Must Diphone Synthesis be so Unnatural?

William Barry (1), Claus Nielsen (2), Ove Andersen (2)

(1) University of the Saarland, Germany (2) Aalborg University, Denmark

An English utterance was synthesized in four versions using sets of diphones produced under four different prosodic and contextual conditions. The synthesis used either accented di-phones only or appropriately located accented and unaccented diphones, with each of these conditions being repeated using neutral-context and differentiated-context diphones.
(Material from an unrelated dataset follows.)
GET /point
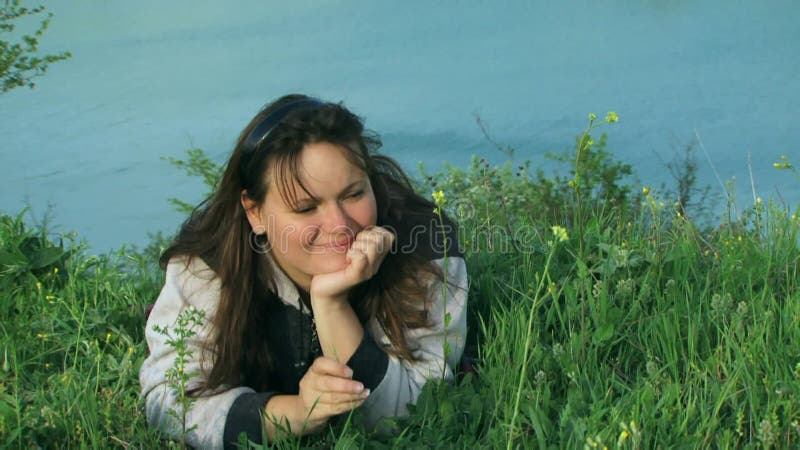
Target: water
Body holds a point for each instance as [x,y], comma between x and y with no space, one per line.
[150,79]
They were presented to two listener groups, a native English and a non-native group for paired comparison acceptability judgements. The results show a massive preference for the stress- and context-differentiated condition. Both stress and context had a significant effect on acceptability judgements, but context-differentiation raised acceptability more strongly than stress-differentiation. Both the native and the main sub-group of non-native listeners judged the stimuli in essentially the same way.

Full Paper

Bibliographic reference.  Barry, William / Nielsen, Claus / Andersen, Ove (2001): "Must diphone synthesis be so unnatural?", In EUROSPEECH-2001, 975-978.